Interpretive Summary: Fumonisin is one of several mycotoxins produced by molds that are considered to be a carcinogenic and toxic compound that contaminates grains. Because of limited economic and technical resources, developing countries have a more difficult time of preventing mycotoxin contamination and removing contaminated grains from food channels. As regulatory agencies establish action limits for fumonisin, processors, manufacturers, exporters, and importers inspect grain products to detect and remove contaminated lots from the food and feed chain. It is difficult to determine the exact fumonisin level in large shipments because samples taken from the same contaminated lot will produce a wide range of fumonisin results. A study was developed with the support of the International Atomic Energy Agency to develop a statistical method to evaluate the accuracy with which sampling plans can detect corn shipments contaminated with fumonisin. A method was developed to predict the performance of fumonisin sampling plan designs so that sampling plans can be designed to reduce the number of lots miss-classified. This will reduce both health risks to the consumer and economic loss to the grain industry.

Technical Abstract: Fumonisins are toxic and carcinogenic compounds produced by fungi that can be readily found in maize. Several nations have developed regulatory limits to protect consumers from unreasonably high levels of fumonisins in maize. The establishment of maximum limits for fumonisins in maize requires that grain industries and regulatory agencies develop scientifically based sampling plans for fumonisin in maize that will meet regulatory and/or customer maximum limits for fumonisin. As part of an International Atomic energy Agency effort to assist developing countries to control mycotoxin contamination, a study was carried out to design sampling plans to determine fumonisin in maize produced and marketed in Nigeria, Africa. One hundred maize lots were sampled according to an experimental protocol where 20 test samples, 100 g each, were taken from each lot resulting in a total of 2000 fumonisin analyses.

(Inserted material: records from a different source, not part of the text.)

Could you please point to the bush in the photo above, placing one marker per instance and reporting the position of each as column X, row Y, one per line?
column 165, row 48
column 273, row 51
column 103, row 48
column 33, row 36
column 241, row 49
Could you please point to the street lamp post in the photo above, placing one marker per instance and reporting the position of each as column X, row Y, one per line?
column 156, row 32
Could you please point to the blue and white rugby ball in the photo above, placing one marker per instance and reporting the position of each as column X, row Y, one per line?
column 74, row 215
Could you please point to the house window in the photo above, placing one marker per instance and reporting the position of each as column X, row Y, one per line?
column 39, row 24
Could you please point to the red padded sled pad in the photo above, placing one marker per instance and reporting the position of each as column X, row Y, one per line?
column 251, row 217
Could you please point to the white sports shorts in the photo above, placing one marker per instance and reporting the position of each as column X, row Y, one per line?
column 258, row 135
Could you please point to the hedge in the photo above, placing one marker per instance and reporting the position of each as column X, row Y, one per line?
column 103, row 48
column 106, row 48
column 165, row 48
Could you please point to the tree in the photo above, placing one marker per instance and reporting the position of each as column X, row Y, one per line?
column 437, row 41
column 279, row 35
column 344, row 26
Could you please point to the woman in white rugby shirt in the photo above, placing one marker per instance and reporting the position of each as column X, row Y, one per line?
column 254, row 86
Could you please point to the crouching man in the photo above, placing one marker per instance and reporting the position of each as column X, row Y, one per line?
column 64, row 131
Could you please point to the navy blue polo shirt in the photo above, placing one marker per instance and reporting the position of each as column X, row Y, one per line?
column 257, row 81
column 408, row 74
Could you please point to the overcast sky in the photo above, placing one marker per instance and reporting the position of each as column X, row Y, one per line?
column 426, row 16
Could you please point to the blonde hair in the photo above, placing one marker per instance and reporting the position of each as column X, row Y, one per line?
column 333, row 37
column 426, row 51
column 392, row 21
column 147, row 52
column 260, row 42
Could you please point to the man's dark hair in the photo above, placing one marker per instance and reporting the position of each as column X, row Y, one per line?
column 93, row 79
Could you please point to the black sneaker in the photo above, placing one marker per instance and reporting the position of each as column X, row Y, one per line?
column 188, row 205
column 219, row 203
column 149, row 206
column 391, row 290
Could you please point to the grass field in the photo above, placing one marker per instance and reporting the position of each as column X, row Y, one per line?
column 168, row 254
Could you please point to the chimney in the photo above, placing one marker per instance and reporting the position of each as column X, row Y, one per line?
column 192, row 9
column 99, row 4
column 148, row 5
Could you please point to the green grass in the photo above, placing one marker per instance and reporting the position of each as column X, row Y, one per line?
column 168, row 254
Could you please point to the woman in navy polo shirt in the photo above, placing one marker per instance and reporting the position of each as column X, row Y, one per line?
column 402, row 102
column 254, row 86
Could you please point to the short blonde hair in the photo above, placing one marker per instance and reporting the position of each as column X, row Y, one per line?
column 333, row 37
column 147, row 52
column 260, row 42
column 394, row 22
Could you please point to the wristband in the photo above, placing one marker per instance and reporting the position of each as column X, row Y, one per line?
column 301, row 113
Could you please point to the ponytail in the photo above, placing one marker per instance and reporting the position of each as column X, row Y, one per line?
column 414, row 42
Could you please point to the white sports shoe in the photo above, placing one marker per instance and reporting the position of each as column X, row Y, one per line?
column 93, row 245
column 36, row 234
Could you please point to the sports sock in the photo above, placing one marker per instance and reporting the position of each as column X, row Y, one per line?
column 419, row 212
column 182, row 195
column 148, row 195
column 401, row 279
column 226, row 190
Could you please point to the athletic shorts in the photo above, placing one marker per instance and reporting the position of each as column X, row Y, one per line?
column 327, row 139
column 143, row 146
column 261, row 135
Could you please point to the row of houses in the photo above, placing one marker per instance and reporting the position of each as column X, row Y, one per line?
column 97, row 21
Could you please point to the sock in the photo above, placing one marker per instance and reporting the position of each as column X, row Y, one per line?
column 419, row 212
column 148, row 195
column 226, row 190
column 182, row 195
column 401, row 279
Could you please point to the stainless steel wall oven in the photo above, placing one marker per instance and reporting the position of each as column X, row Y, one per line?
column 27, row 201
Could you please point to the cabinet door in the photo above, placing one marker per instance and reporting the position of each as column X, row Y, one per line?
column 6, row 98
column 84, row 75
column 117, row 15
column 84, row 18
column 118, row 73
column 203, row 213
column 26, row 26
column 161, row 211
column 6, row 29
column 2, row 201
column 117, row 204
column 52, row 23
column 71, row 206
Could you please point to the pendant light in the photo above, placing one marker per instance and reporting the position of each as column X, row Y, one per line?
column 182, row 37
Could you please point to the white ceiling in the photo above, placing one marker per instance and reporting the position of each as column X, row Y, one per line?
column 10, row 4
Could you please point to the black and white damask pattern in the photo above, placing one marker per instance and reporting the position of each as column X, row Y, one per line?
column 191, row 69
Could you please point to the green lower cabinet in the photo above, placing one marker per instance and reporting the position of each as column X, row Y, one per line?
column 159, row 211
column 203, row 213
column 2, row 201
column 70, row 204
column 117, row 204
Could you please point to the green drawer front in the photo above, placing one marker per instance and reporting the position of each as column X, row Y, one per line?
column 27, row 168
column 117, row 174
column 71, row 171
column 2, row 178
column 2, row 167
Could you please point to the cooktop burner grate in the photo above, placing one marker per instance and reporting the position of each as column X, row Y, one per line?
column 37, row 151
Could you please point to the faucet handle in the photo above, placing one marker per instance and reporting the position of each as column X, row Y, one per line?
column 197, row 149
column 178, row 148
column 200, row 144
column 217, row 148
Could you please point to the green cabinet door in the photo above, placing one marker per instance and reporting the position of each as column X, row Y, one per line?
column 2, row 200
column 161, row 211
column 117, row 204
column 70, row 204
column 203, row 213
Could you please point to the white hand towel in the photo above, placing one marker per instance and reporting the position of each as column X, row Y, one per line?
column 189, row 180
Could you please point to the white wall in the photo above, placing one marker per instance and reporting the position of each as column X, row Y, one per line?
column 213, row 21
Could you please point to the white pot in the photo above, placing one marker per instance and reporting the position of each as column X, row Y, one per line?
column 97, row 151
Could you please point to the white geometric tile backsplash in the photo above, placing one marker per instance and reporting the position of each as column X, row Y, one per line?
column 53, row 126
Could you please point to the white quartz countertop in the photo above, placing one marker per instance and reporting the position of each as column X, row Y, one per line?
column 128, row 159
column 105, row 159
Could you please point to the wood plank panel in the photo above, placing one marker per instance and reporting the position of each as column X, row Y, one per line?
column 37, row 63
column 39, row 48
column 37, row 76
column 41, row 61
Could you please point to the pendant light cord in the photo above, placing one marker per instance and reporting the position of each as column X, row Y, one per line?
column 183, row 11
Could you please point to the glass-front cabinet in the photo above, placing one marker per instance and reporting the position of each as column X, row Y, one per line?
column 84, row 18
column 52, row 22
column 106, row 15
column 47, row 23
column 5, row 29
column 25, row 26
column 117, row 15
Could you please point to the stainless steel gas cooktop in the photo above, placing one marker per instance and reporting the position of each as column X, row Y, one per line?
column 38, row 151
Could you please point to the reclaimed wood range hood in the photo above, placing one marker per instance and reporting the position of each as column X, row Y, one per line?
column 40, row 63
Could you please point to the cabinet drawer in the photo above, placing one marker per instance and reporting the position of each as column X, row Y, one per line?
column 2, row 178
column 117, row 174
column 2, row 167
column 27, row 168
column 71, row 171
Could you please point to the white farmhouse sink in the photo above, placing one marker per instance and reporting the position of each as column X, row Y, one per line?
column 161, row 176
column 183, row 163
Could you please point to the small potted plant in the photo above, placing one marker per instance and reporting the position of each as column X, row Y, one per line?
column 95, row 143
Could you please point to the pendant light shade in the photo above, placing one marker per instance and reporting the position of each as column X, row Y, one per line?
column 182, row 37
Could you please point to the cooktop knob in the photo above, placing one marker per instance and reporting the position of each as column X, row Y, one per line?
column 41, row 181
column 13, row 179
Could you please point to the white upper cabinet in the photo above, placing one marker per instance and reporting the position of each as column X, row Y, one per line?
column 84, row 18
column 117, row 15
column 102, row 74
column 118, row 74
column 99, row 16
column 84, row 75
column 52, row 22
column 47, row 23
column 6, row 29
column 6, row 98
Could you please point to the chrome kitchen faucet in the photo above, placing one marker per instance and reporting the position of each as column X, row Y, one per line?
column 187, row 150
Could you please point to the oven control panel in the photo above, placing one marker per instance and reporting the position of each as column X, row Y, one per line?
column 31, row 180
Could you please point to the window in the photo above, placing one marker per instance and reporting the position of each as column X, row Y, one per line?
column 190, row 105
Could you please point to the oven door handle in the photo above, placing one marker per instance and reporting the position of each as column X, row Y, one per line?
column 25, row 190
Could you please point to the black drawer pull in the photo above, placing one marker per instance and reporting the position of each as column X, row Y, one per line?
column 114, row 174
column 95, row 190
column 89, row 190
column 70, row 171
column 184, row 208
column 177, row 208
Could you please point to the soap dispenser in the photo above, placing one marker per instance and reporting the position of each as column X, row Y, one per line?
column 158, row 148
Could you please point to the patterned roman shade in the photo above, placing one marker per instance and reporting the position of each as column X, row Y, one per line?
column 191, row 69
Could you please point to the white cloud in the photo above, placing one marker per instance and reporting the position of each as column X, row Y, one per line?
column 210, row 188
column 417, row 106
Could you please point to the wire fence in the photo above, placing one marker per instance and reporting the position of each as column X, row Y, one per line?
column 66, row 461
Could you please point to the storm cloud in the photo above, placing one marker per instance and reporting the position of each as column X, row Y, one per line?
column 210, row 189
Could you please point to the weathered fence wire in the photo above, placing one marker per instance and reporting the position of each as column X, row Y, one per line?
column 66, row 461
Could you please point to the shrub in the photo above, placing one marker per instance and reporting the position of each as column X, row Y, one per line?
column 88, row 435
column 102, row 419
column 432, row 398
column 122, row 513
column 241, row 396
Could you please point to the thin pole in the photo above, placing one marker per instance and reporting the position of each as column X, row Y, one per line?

The total variability associated with the combined sampling, sample preparation, and analytical steps of the fumonisin test procedure were measured for each of the 100 maize lots. The total variance was found to be a function of the lot fumonisin concentration and regression equations were developed to predict the total variance as a function of fumonisin concentration. The total variability of the fumonisin test procedure was very similar to the uncertainty associated with a USDA study conducted on maize marketed in the southeastern United States. The observed fumonisin distribution among the 20-fumonisin sample test results was compared to several theoretical distributions. The negative binomial distribution was selected to model fumonisin test results for maize because it gave the best fit across all 100 observed sample distributions. Specific computer software was developed using the variance and distribution information to predict the performance of sampling plan designs to detect fumonisin in maize shipments. The performance of several sampling plan designs was evaluated to demonstrate how to manipulate sample size and accept/reject limits to reduce misclassification of maize lots.